SPECIALE KEN LOACH
Il castello di Kafka
Daniel Blake è un uomo di mezz’età che, in seguito a un malore, si trova preso tra due fuochi: da un lato l’impossibilità di tornare a lavoro imposta dalle certificazioni mediche, dall’altro il rifiuto degli indennizzi statali per un’invalidità non ritenuta tale. Mentre Daniel cerca di dirimere le questioni burocratiche, il tempo scorre e l’uomo deve far fronte a necessità puramente alimentari. A lottare insieme a lui incontra altre persone, tra cui Katie, giovane madre ridotta sul lastrico dall’incuria assistenziale.
Dopo tanta attività sociale e politica, Ken Loach riceve la Palma d’Oro a Cannes 2016 con Io, Daniel Blake, un film sicuramente meno di impatto e meno spettacolare, forse persino meno poetico, degli altri titoli in competizione, ma che regala momenti di innegabile commozione e di sapiente ironia caustica. Pur nell’esagerazione di alcune dinamiche, Loach continua a presentare con semplice linearità l’eterna lotta tra il singolo individuo e l’inadempienza burocratica, senza mai cadere nella retorica populista o in riottosi escamotage. Sullo sfondo di una serie pressoché infinita di figuranti che cercano in tutti i modi di deresponsabilizzare se stessi e lo Stato nel prendere qualunque decisione utile al miglioramento delle condizioni dei singoli, due anime emergono forti e decise, unite dalla forza con cui cercano di sottrarsi all’uniformità grigia delle stanze paragovernative. Welfare, inadeguatezza assistenziale, ottusità istituzionale e lotta individuale sono ormai diventati dei veri e propri capi saldi della carriera di Ken Loach, fuori e dentro dalle sale cinematografiche. Tutta la forza di decenni di lotte contro i mulini a vento della burocrazia arroccata in castelli kafkiani si riversa nelle ultime produzioni del regista, comprese le avventure (dal sapore a tratti western, a tratti iperrealistico) di Daniel Blake. I piccoli gesti di disobbedienza civile e di disperazione diventano esplosioni disperate di un’umanità in cerca di complicità e in questo lo sguardo rassegnato della coprotagonista Haylay Squires avrebbe molto da insegnare anche agli interpreti più navigati (memorabile l’episodio del banco alimentare sociale).
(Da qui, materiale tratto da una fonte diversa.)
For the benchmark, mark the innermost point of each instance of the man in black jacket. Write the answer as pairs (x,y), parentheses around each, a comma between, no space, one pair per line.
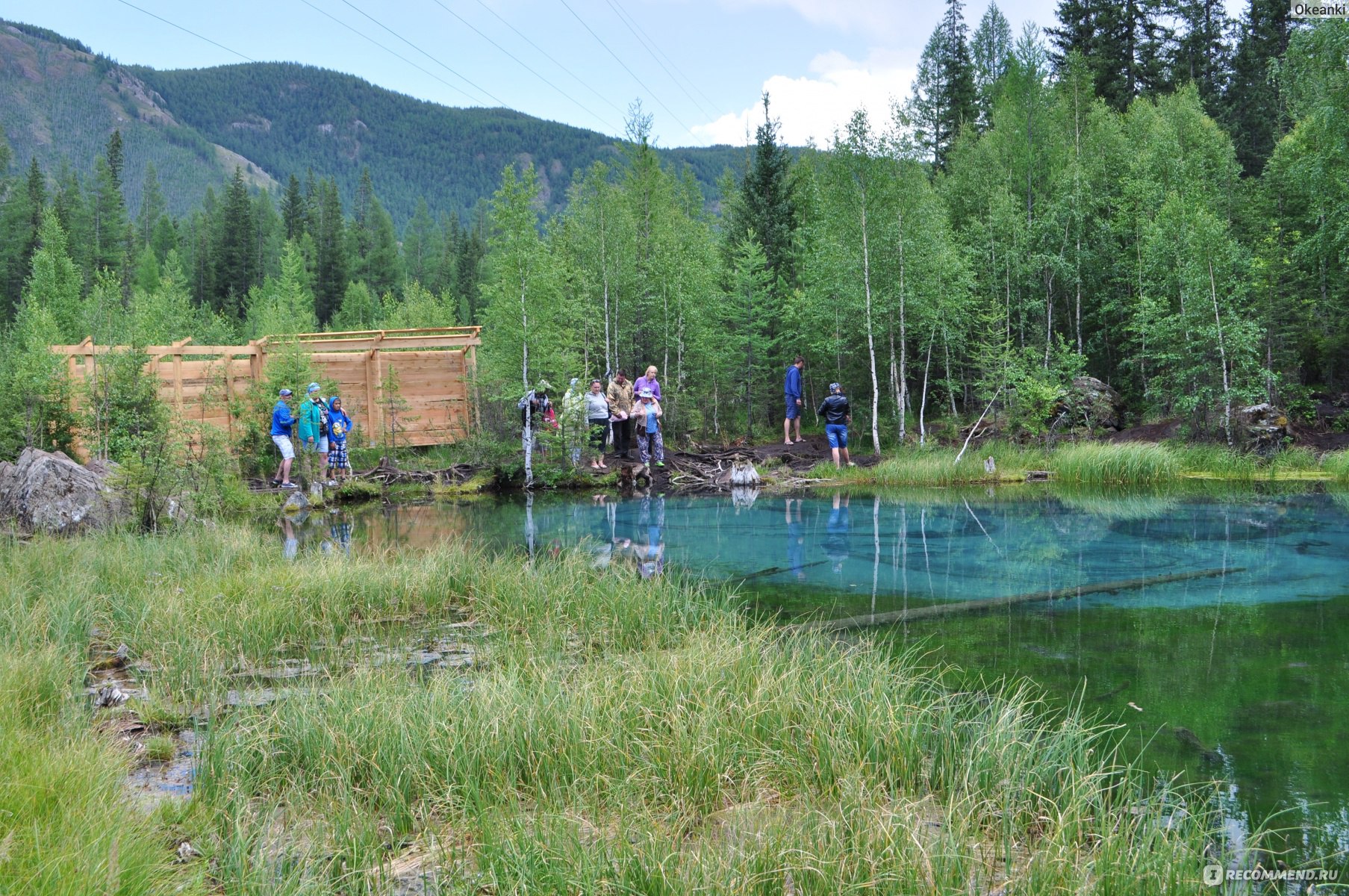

Ad accompagnare alcuni fili narrativi ben riusciti ce ne sono altri che rimangono in sordina, che non raggiungono un’adeguata completezza argomentativa e che quindi risultano in fondo un po’ avulsi e ridondanti (per esempio il commercio di scarpe taroccate o l’accenno alla risonanza mediatica dei graffiti di Daniel). Ken Loach firma un film potente nella sua semplicità, che, anzi, paga per i momenti in cui cerca di moltiplicare e sovrapporre le narrazioni presentate, ma che riesce ad ottenere l’impatto decisivo grazie ad alcune vette di spiazzante realismo, con l’aiuto determinante di due protagonisti perfettamente in parte.
Io, Daniel Blake [I, Daniel Blake, Gran Bretagna/Francia 2016] REGIA Ken Loach.
CAST Dave Johns, Haylay Squires, Briana Shann, Dylan McKiernan.
SCENEGGIATURA Paul Laverty. FOTOGRAFIA Robbie Ryan. MUSICHE George Fenton.
Drammatico, durata 100 minuti.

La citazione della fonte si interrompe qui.